Replicative phenotypic HIV resistance testing (rPRT) uses recombinant infectious virus to measure viral replication in the presence of antiretroviral drugs. Due to its high sensitivity of detection of viral minorities and its dissecting power for complex viral resistance patterns and mixed virus populations rPRT might help to improve HIV resistance diagnostics, particularly for patients with multiple drug failures. The aim was to investigate whether the addition of rPRT to genotypic resistance testing (GRT) compared to GRT alone is beneficial for obtaining a virological response in heavily pre-treated HIV-infected patients.

Methods

Patients with resistance tests between 2002 and 2006 were followed within the Swiss HIV Cohort Study (SHCS). We assessed patients' virological success after their antiretroviral therapy was switched following resistance testing.
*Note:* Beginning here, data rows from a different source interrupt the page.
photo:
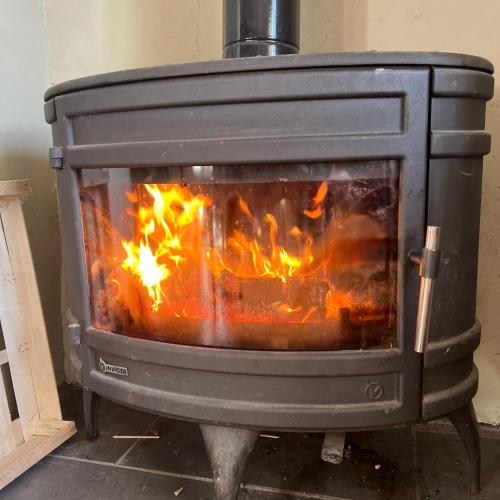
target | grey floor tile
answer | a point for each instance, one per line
(379, 464)
(68, 479)
(398, 464)
(443, 471)
(180, 449)
(114, 419)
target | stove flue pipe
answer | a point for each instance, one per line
(261, 27)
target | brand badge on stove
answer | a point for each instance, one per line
(113, 369)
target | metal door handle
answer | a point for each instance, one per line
(428, 272)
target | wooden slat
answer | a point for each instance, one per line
(14, 188)
(33, 322)
(7, 438)
(32, 451)
(16, 338)
(18, 431)
(39, 428)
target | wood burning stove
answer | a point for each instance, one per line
(240, 240)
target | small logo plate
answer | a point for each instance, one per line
(113, 369)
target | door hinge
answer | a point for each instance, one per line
(56, 156)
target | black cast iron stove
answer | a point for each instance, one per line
(276, 243)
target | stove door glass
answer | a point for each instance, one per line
(276, 257)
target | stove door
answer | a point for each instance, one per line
(253, 242)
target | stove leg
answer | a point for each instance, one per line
(91, 402)
(464, 420)
(228, 450)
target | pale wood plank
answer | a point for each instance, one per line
(33, 322)
(14, 188)
(16, 338)
(18, 431)
(7, 439)
(31, 452)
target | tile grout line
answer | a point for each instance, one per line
(416, 474)
(176, 475)
(135, 443)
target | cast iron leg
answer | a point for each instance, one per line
(91, 402)
(465, 422)
(228, 450)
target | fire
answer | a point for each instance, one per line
(251, 265)
(166, 238)
(170, 222)
(316, 212)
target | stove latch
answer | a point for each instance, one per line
(428, 261)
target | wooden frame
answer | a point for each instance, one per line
(39, 428)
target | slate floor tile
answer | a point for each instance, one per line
(423, 463)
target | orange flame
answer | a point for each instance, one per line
(165, 236)
(317, 200)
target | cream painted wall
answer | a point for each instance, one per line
(94, 36)
(24, 141)
(453, 26)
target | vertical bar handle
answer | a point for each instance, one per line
(429, 266)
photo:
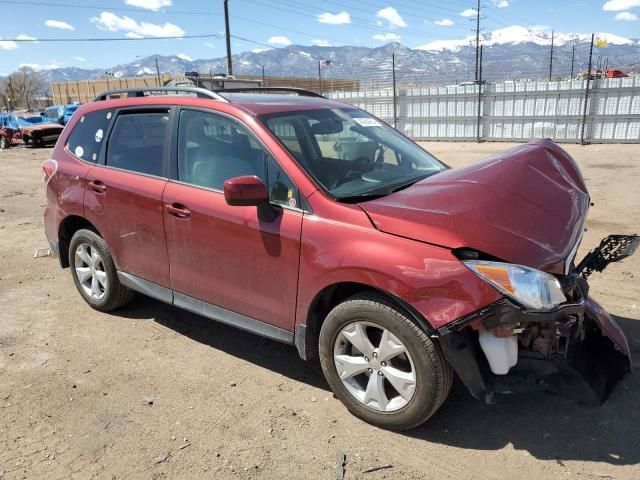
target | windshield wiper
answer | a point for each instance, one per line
(382, 192)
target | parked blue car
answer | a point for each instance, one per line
(61, 113)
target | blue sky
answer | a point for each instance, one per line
(275, 23)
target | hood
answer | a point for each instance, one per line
(526, 206)
(38, 127)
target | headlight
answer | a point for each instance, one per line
(532, 288)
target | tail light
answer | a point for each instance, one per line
(49, 169)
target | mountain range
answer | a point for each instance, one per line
(509, 53)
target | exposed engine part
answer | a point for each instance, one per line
(552, 338)
(501, 351)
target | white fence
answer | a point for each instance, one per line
(512, 111)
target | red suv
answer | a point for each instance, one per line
(311, 222)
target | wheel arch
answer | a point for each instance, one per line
(307, 334)
(68, 227)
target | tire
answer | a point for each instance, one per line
(102, 291)
(374, 314)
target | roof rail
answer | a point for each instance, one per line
(300, 91)
(140, 92)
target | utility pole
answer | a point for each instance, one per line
(479, 118)
(228, 35)
(586, 92)
(157, 73)
(551, 57)
(395, 97)
(573, 58)
(477, 40)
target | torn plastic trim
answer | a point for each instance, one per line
(594, 366)
(507, 312)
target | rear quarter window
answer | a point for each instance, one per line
(87, 136)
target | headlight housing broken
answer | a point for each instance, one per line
(530, 287)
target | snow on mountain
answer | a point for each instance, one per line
(517, 34)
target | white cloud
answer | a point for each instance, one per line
(619, 5)
(37, 66)
(392, 16)
(445, 22)
(320, 42)
(114, 23)
(154, 5)
(59, 24)
(387, 37)
(334, 18)
(279, 40)
(626, 17)
(23, 36)
(8, 44)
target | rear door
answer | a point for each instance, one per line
(232, 257)
(124, 191)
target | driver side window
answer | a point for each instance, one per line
(213, 148)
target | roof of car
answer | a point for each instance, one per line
(252, 103)
(263, 103)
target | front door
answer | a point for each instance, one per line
(231, 257)
(124, 194)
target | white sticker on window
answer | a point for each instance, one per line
(367, 122)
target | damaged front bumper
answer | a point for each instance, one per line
(591, 354)
(576, 350)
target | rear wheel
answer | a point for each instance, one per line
(94, 272)
(381, 365)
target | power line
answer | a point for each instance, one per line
(106, 39)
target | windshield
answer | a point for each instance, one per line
(351, 154)
(26, 121)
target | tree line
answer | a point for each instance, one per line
(23, 89)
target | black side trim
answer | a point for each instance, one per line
(205, 309)
(302, 343)
(231, 318)
(147, 288)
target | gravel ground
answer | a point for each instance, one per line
(228, 404)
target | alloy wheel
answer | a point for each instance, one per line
(90, 270)
(374, 366)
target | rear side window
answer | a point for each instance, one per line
(86, 138)
(137, 142)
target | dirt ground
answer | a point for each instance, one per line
(228, 404)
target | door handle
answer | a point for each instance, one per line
(97, 186)
(178, 211)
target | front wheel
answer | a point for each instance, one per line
(381, 365)
(94, 272)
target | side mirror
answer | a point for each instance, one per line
(245, 191)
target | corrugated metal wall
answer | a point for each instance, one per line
(511, 111)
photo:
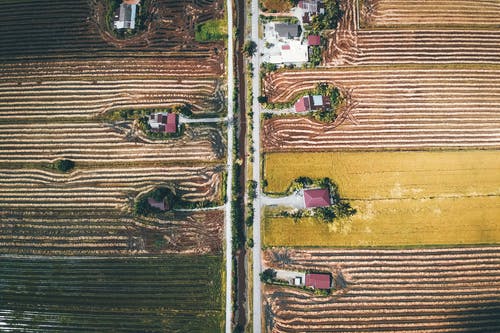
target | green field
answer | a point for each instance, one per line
(402, 198)
(171, 294)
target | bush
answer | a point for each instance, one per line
(268, 275)
(212, 30)
(249, 48)
(64, 165)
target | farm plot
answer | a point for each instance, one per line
(423, 290)
(58, 29)
(479, 14)
(402, 198)
(91, 144)
(391, 108)
(90, 211)
(168, 294)
(389, 47)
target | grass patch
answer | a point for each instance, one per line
(173, 293)
(211, 30)
(401, 198)
(276, 6)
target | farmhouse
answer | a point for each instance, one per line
(314, 102)
(125, 15)
(316, 198)
(313, 40)
(157, 204)
(163, 122)
(287, 30)
(318, 281)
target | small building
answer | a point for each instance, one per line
(315, 102)
(318, 281)
(157, 204)
(163, 122)
(317, 198)
(309, 6)
(125, 15)
(313, 40)
(287, 30)
(303, 104)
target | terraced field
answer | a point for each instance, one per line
(401, 198)
(61, 74)
(411, 108)
(150, 294)
(422, 290)
(428, 87)
(477, 14)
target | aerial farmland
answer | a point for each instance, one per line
(412, 152)
(111, 224)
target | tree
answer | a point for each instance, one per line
(268, 275)
(249, 48)
(64, 165)
(262, 99)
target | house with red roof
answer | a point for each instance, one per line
(163, 122)
(317, 198)
(313, 40)
(157, 204)
(318, 281)
(315, 102)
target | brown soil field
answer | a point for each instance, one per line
(428, 87)
(60, 73)
(382, 290)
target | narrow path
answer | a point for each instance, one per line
(202, 209)
(257, 300)
(185, 120)
(229, 167)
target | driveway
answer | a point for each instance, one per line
(295, 200)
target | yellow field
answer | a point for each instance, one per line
(402, 198)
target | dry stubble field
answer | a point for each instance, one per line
(417, 75)
(402, 198)
(61, 72)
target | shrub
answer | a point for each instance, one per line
(64, 165)
(249, 48)
(268, 275)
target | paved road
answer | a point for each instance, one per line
(229, 166)
(295, 200)
(257, 299)
(185, 120)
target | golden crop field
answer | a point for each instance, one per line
(402, 198)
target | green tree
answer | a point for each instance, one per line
(249, 48)
(64, 165)
(268, 275)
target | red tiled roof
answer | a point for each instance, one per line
(156, 204)
(313, 40)
(318, 281)
(317, 198)
(171, 123)
(303, 104)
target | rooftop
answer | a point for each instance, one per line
(318, 281)
(317, 198)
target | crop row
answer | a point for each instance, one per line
(87, 98)
(75, 29)
(477, 14)
(386, 47)
(388, 108)
(102, 231)
(122, 295)
(95, 142)
(424, 290)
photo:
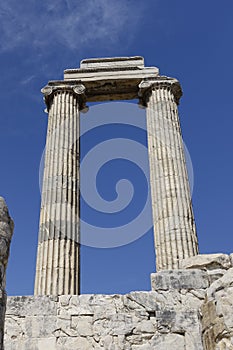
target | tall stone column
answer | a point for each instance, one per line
(174, 226)
(6, 231)
(57, 268)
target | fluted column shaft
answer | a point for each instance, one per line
(57, 269)
(174, 227)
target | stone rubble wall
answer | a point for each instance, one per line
(6, 231)
(187, 309)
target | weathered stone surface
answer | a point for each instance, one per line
(206, 262)
(217, 314)
(184, 312)
(179, 279)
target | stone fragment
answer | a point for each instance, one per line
(6, 231)
(224, 282)
(206, 262)
(168, 342)
(83, 325)
(179, 279)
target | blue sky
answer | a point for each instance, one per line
(188, 40)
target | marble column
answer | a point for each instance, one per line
(6, 232)
(57, 268)
(174, 226)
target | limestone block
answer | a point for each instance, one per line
(224, 282)
(83, 325)
(168, 342)
(179, 279)
(47, 343)
(206, 262)
(215, 274)
(142, 347)
(32, 306)
(73, 343)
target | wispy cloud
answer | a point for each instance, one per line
(70, 23)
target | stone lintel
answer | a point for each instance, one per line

Multilevel logistic regression models with SHCS centre as a random effect were used to investigate the association between the type of resistance test and virological response (HIV-1 RNA <50 copies/mL or ≥1.5log reduction).

Results

Of 1158 individuals with resistance tests 221 with GRT+rPRT and 937 with GRT were eligible for analysis. Overall virological response rates were 85.1% for GRT+rPRT and 81.4% for GRT. In the subgroup of patients with >2 previous failures, the odds ratio (OR) for virological response of GRT+rPRT compared to GRT was 1.45 (95% CI 1.00-2.09). Multivariate analyses indicate a significant improvement with GRT+rPRT compared to GRT alone (OR 1.68, 95% CI 1.31-2.15).

Conclusions

In heavily pre-treated patients rPRT-based resistance information adds benefit, contributing to a higher rate of treatment success.